In the illustrated embodiment the housing 5 is shown with the upper reservoir 14 within which the overflow coolant is held to maintain complete filling of the loop system. The one end of reservoir 14 is closed by the head 17. A filling opening 34 for the reservoir and coolant loop is also shown in the end closure head 17. The opposite end of the reservoir 14 is sealed by head 18 with a connecting opening for interchange of coolant 9 in housing 5.

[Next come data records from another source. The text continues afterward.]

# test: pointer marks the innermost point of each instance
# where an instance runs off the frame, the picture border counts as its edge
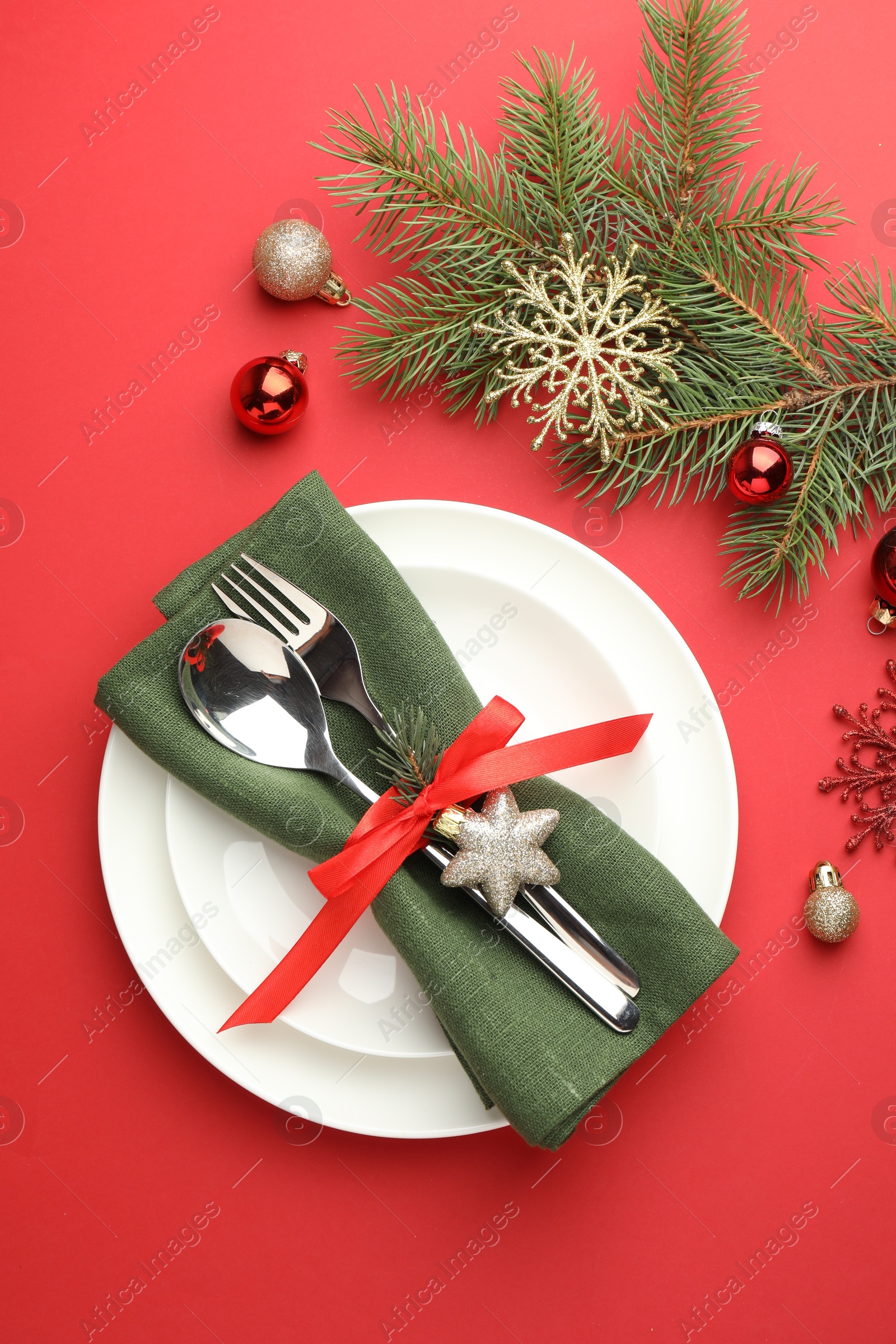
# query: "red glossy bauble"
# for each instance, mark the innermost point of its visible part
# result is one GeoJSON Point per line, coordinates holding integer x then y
{"type": "Point", "coordinates": [883, 569]}
{"type": "Point", "coordinates": [760, 471]}
{"type": "Point", "coordinates": [270, 394]}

In operation the pump provides for the separate circulation of the fresh cooling water 8 through the spiral coil 6. The coolant 9 flows through the housing 5 and particularly the spiral path defined by the baffle 15 and discharges through the vertical opening 20 in closure head 18 directly into the manifold unit 16 and is discharged from the opposite head 17 through connector 33 for recirculation through the engine block and then back through the connecting hose to the inlet connector 25 in the head 17 for recirculation through the cooling housing 5. As the coolant flows through housing 5 there is efficient thermal transfer of the heat from the coolant to the cooling water. The spirally flowing coolant 9 causes separation of the gases which passes out through tube 10.
The spiral tubing illustrated as a single coil can be made of a plurality of four tubes 37 interconnected to each other as shown in FIG. 9. A plurality of separate and individual spiral related tubes and baffles can also be provided. FIG. 10 illustrates an alternate finned structure and FIG. 11 illustrates bending of the spiral tubing 40 offset or at an angle.